A lifetime savings model, where workers would choose an automatic enrolment pension provider for life, taking it with them from employer to employer, has been kicked into the long grass by a DWP working group today.
A report from the DWP’s Small Pots Working Group Report published today has recommended that development of a lifetime model wait until alternative models, including member-led consolidation and bulk consolidation be considered as a priority.
The lifetime model was supported by Hargreaves Lansdown, a member of the working group’s contract-based expert panel. It said: “This option would have a significant positive impact on member engagement. The pension member, rather than the provider or the employer is at the heart of the system. Members would have their pension for their retirement”.

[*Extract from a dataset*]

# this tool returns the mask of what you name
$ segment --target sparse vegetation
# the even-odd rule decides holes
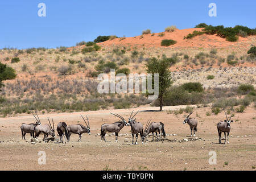
[[[171,45],[175,44],[176,43],[177,41],[172,39],[164,39],[161,42],[161,46],[168,47]]]
[[[172,32],[174,31],[176,29],[177,29],[177,27],[175,26],[172,25],[170,27],[168,27],[164,29],[165,32]]]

But this view was opposed by Creative, a member of the master trust expert panel, which said: “The success of the AE policy is in no small part due to its ‘nudging and inertia’ aspects. These benefits would be lost and 20 years’ worth of successful policy development (i.e. the AE policy) would be given up”.
The CBI told the working group: “Prioritising consolidation and member exchange models to help savers avoid the risks of small pots is an ambition that employers support. They want the lifetime provider model off the table because it would be much more complicated and expensive, and welcome the working group recommending further analysis of other options.”
A payroll member of the working group said a lifetime provider model: “Would have a huge impact on payrolls and bureaux who would have to upload multiple files to multiple providers. There is no standard file upload process currently so every pension provider asks for slightly different formats”.
The report says the lifetime provider model also creates potential serious risks to current workplace pensions provision. It says: “The model would effectively break the connection with the employer, which could weaken their engagement with the workforce in terms of retirement provision. This could impact on employer-led retirement planning for their workforce.
“It could also mean employers could be discouraged from going ‘beyond the minimum’ as the ability to tailor the scheme to meet the needs of their particular workforce.”
It notes that the lifetime savings model would also not be feasible for single employer trust schemes and the employer would be required to replace their single employer scheme. The development of a new regulatory framework would also be required to ensure that lifetime providers could fulfil the role that providers nominated by an employer do today, such as ensuring contributions are paid regularly; monitoring automatic enrolment compliance; and following up late payments.
The report also argues that a lifetime provider model could also cause competition issues, with consequent risks of ‘selection’, if it resulted in increased competition for the most economically valuable members. Currently some providers accept all employers, some accept employers and apply a connection charge and some providers make business decisions about which employers and sectors to serve. If the model were to also result in selection and filtering of members as a result of providers making business choices about who to serve, it could present risks to the existing supply for scheme members. This could in turn present risks to scheme member choice and access to value for money workplace pension provision for some types of member; however other types may find they have increased choice. It is not certain if supply would remain viable for those scheme members who historically have been viewed as the hardest to help in terms of workplace pension saving, including: lower earners; women; and younger people. In addition, this could potentially necessitate additional safeguards to protect consumers from unsolicited marketing. The Working Group’s view was that this model would present real risks to the viability of the market to continue to meet the needs of the group for whom AE was designed, although it could have benefits for more engaged and better off members.
On the lifetime provider model, the report concludes: “The voluntary lifetime provider model is attractive as it potentially puts the member at the heart of the solution, but again as this is member-led it is not likely to achieve large scale consolidation. The automatic and carousel lifetime model does not support the principles underpinning the success of AE, it would require significant change to the current pensions market structure, it is unlikely to change member savings behaviours and it could impact negatively on the employer role. Therefore, it is recommended that other large scale solutions are explored in the first instance.”